Romantic comes armed with a laundry list of cliches ready to check off and production design and cinematographer that recreates the colorful, trendy New York wish-fulfillment fantasy settings of rom-coms with spot-on accuracy. But simply recreating the tropes doesn’t inherently make it funny and, worse, the movie has no idea what it wants to say about the genre. What about rom-coms it wants to satirize. That they create unrealistic expectations about romance? That they are all the same?
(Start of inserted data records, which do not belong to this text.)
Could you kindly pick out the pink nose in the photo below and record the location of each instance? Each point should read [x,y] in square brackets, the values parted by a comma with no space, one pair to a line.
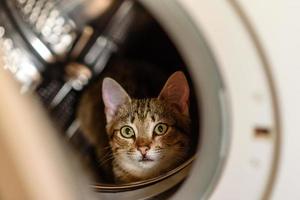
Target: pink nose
[143,150]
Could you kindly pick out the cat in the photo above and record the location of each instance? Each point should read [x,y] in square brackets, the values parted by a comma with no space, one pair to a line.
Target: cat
[147,136]
[128,159]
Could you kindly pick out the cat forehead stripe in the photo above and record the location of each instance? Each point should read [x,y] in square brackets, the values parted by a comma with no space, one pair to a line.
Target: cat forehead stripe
[141,108]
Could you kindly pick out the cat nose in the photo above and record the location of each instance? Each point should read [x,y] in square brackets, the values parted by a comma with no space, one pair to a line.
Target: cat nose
[143,150]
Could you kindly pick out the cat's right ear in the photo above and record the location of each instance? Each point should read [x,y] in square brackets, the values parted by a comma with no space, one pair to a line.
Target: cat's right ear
[113,96]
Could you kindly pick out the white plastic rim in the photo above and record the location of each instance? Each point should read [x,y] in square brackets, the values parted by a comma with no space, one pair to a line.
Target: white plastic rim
[251,157]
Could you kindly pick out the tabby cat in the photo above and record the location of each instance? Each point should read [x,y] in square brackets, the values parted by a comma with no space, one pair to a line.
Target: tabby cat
[145,137]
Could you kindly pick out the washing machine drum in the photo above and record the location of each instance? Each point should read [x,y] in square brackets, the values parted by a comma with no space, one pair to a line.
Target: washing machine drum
[63,50]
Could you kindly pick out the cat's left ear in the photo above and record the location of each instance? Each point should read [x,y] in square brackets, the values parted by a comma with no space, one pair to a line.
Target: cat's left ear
[113,96]
[176,92]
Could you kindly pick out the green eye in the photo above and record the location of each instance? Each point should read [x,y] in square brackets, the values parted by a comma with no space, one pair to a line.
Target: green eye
[160,129]
[127,132]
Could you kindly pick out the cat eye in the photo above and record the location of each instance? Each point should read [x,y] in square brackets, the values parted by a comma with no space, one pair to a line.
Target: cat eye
[127,132]
[160,129]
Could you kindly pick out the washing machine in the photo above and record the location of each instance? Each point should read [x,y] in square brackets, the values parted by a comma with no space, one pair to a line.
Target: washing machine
[242,60]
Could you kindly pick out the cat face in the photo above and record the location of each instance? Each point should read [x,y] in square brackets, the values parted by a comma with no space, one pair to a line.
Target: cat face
[148,136]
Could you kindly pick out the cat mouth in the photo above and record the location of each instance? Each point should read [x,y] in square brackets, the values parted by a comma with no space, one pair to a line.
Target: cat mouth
[146,160]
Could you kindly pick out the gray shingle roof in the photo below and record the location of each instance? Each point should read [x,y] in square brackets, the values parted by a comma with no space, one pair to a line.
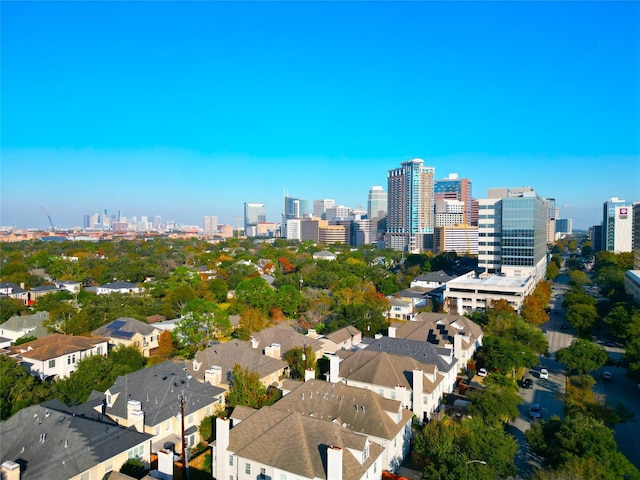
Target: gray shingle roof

That they rely on sexist stereotypes and gay panic stock characters?
It’s first big mistake is tossing the old adage “show don’t tell” out the window and having Natalie flat-out vocalize all of the cliches the movie is going to cover in a montage about why she hates romantic comedies and how harmful their fantasies are. Once in Rom-Com World Romantic has the most superficial possible commentary that finds it – for some reason – zeroing in hard on rom-coms as shallow upper-class wish-fulfillment fantasies about big New York apartments, women with lots of shoes, cupcake bakeries and Michelle Branch songs. It’s kind of a toothless way of side-stepping the parody so you don’t have to say anything about relationships. Because, as the third act of this movie reveals itself, it believes everything rom-coms say about relationships offering a look at Natalie’s real life that is no different than a movie. Talk about taking back the joke.
Even as Isn’t it Romantic ends with yet another musical number to break the rules of it’s world and desperately try to stretch the running time to feature length, I still didn’t know if it’s writers either liked rom-coms or were utterly dismissive of them. A good horror movie deconstruction usually comes from horror directors themselves (Wes Craven) or fans that infused the film with a love for the very genre they were skewing (Edgar Wright). Wilson is pretty terrible here; her performance is very sitcom-like and the movie plays out like those Youtube videos where someone has removed the audience laugh track from The Big Bang Theory and the cast sits around in silence. I would love for the movie to be more savage, but I would have also taken for Isn’t it Romantic to have a single laugh in it.
In fairness, the character is also poorly written. In the movie’s Tell-Don’t-Show opening act we hear how knowledgeable she is about these movies – and once inside the movie world she is constantly set back by each turn of the familiar plot. If the point is that all rom-coms are the same, a much better version of this movie would have Natalie use her movie knowledge to anticipate what was going to happen next and use the rules of this universe to her advantage in the same way Bill Murray masters the time loop rules in Groundhog Day and the Scream characters use horror rules against the killers. The film’s muddled “love yourself (but also love someone else)” message isn’t nearly as much fun as a movie in which Natalie having some active agency in her predicament would have been. Isn’t it Romantic may be a slight movie, but as a missed opportunity it is epic.